Le Pen applauded this haste during a recent campaign visit to Moselle. Citing Trump’s ludicrous boast that he had single-handedly – and in a single tweet – stopped the Ford Motor Co. transferring a $1.6 billion investment deal from Michigan to Mexico, she marvelled: ‘In one tweet, Donald Trump succeeded in obtaining more changes in the US than Sarkozy and Hollande managed in ten years.’
In Le Pen’s view, Trump’s tactics have acted like electroshock therapy, discharging sudden, salutary volts through the American body politic.
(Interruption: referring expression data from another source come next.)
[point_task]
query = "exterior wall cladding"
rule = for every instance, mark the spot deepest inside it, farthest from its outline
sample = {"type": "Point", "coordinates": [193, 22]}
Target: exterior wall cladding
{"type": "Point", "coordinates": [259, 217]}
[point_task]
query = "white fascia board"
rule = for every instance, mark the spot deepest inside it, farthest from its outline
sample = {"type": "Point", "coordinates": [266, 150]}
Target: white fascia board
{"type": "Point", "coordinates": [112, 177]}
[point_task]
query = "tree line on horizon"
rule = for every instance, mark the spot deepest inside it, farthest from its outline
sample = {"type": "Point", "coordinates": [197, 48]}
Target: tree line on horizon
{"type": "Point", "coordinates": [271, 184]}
The increasingly familiar terms of French public life – l’immobilisme, société bloqué, l’impuissance – suggest that France may require similar treatment. The French seem to agree. A staggering 80 per cent of the electorate now say that, to remedy the present stagnation, they would consider voting for a leader ‘ready to change the rules of the game’.
But there are two factors that could potentially put the brakes on Le Pen. The first is the electoral hiatus provided by a two-round voting system. The French get a fortnight before making their run-off choice, time for heads to cool and tempers to calm.
The second factor is more intriguing. In the US, Trump’s opponents ceded the language of urgency to him. ‘Let our legacy be about planting seeds in a garden you never get to see grow,’ Hillary Clinton said at the Democratic National Convention last June. In France, however, Emmanuel Macron has identified the source of Le Pen’s appeal: it is frustration with the ‘société bloquée’, he has said, ‘which nurtures populism’. Like Le Pen, he wants to unclog the system, ‘to give it agility’. This week, for the first time, Macron edged ahead of Le Pen in some of the first-round opinion polls (he’s long been expected to beat her in a second-round run-off).
Complacent talk about the need to slow down failed in the US. It will fail in France, too. Should Macron stall before the second round, there will be no one to outpace Le Pen’s rhetoric of speed. Haste may take her all the way to the Elysée.